Defensively, the Jays made everything difficult for the Blue Demons. Their top two scorers, Javan Johnson and Umoja Gibson, combined to shoot just 9-of-26 with Bluejay defenders forcing them into contested mid-range jumpers, long threes, and desperation shots late in the shot clock.

They’ve picked up two straight wins to end 2022 after a six-game skid, and now head into a weeklong holiday break with momentum ahead of Seton Hall visiting Omaha on January 3. The Jays will return to campus on the 29th to begin prep for the Pirates.

“I talked to the team about wrapping up 2022 with a bang,” McDermott said. “It’s been an interesting year, the way we ended last season with the injuries and how we overcame that to finish well in the Big East Tournament and the NCAA Tournament. And then the expectations of this season, with the great start and the hiccup that followed, and trying to dig our way out of that.”

Inside the Box:

Early in Sunday’s Christmas Day win, someone on DePaul’s bench decided to poke a sleeping tiger — and trash talk the struggling Trey Alexander. He mockingly yelled “shooter!” as one of Alexander’s first shot attempts went up; he yelled “hell no! That’s off!”.

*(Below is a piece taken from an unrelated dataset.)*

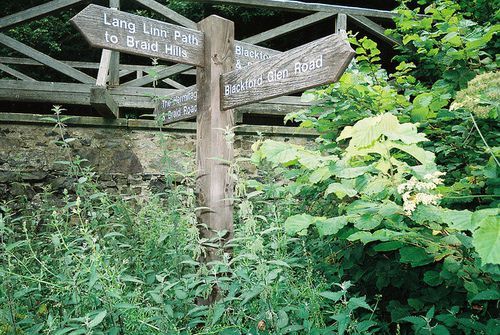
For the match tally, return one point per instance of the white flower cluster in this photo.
(416, 192)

When it went in, Alexander winked at the bench as if to say, “oh yeah?”

He responded by delivering a heckuva present to Bluejay fans: a career-high 32 points, punctuated with some return-fire trash talk to DePaul’s bench after every basket. And there were a lot of them: 11-of-16 overall, 7-of-12 from three.

Yes, Alexander had been mired in a massive slump, shooting 5-of-32 (15.6%) overall and 8-of-21 from three-point range over the last six games. But with the DePaul bench trying their best to get under his skin and keep him mired in that slump, he did the opposite.

“I like that part of the game,” he said afterward. “I think it’s what makes it more fun. I talk on the low. I really don’t make it too well known. I like to whisper stuff to people. I don’t really get into all that.”

His chirping at DePaul’s bench was anything but low-key — it was noticeable inside the arena, and Fox’s broadcast crew of Jason Benetti and Jim Jackson made mention of it on more than one occasion. Whether it was their attempt to throw him off, or a reworked pregame shooting routine where he focused more on spot-up shots, Alexander ended 2022 on a high note.

His career-best 32 points were the highlight number on a day where Creighton shot 16-of-29 from three-point range (55%), both season highs.

He also joins Doug McDermott, Isaiah Zierden, and Mitch Ballock as Bluejays who’ve hung 30 points on DePaul in the Jays’ 10 years in the Big East. Courtesy of WBR’s Matt DeMarinis, here’s a super cut of the 34 combined made threes from those four games:

In notching back-to-back home wins over Butler and DePaul, the Jays shot 24-for-45 from beyond the arc. Noting that the Shot Quality numbers have been roughly the same all year long, McDermott then alluded to the criticism “Let it Fly” has elicited in some online corners of Bluejay fandom.

“It’s who we are. It’s what we’re going to do,” he said on his postgame radio show. “That’s how we play. That’s how we’re going to continue to play. You’re going to have games that are outliers where you don’t shoot it well, and you hope you can still figure out a way to win those games. Sometimes you can’t.”